AI-optimized skills for building multi-agent systems with Deep Agents and LangGraph (>=0.2.0).
| Path | When to use | Key API |
|---|---|---|
| Deep Agents | Medium complexity, 15 lines to a working agent | create_deep_agent() — built-in planning, filesystem, sub-agents |
| LangGraph Graph API | Full topology control | StateGraph + nodes + edges + reducers |
| LangGraph Functional API | Minimal boilerplate | @entrypoint + @task decorators |
deepagents-skill/
├── 00_quickstart/ # 4 template projects — copy and run
├── 01_atomic/ # 11 single-purpose operation guides
├── 02_patterns/ # 9 design patterns (reflection, parallel delegation, etc.)
├── 03_examples/ # Full projects (deep research, hybrid multi-agent)

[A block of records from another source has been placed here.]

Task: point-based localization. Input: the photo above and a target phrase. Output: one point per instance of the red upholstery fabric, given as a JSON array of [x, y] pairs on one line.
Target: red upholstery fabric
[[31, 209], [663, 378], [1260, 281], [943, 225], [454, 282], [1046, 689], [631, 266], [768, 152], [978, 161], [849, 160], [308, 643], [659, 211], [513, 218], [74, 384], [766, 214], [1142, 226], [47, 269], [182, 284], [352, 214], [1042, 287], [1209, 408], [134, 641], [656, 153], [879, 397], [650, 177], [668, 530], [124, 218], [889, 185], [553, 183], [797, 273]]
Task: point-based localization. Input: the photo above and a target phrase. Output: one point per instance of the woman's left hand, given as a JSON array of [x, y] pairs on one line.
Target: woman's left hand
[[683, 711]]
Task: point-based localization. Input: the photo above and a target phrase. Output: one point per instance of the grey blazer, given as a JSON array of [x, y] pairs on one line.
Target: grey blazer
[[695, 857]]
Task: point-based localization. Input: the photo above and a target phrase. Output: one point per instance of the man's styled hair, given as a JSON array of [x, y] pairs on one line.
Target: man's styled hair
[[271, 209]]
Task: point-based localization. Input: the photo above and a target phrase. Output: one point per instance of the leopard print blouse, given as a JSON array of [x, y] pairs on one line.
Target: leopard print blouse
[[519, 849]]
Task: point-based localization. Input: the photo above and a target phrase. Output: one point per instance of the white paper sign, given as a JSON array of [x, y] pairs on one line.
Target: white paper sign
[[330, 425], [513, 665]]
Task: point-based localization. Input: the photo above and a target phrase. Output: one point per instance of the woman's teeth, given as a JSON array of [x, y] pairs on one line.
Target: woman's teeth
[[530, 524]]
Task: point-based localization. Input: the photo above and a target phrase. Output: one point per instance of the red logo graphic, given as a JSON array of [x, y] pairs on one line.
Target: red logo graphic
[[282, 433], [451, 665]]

├── 04_langgraph_integration/ # LangGraph-specific guides
├── ROUTER.md # Decision tree — start here
└── deepagents-rules.md # Project rules for AI assistants
For AI assistants (Cursor / GitHub Copilot / Claude): point the assistant at ROUTER.md — it contains a decision tree to locate the exact file needed.
For humans: browse 00_quickstart/ to get started, or read ROUTER.md for the full map.
The atomic skills are structured tutorials, not executable units — they don't take parameters and output code. The agent reads, understands, and decides how to act. Opus and Sonnet handle this well.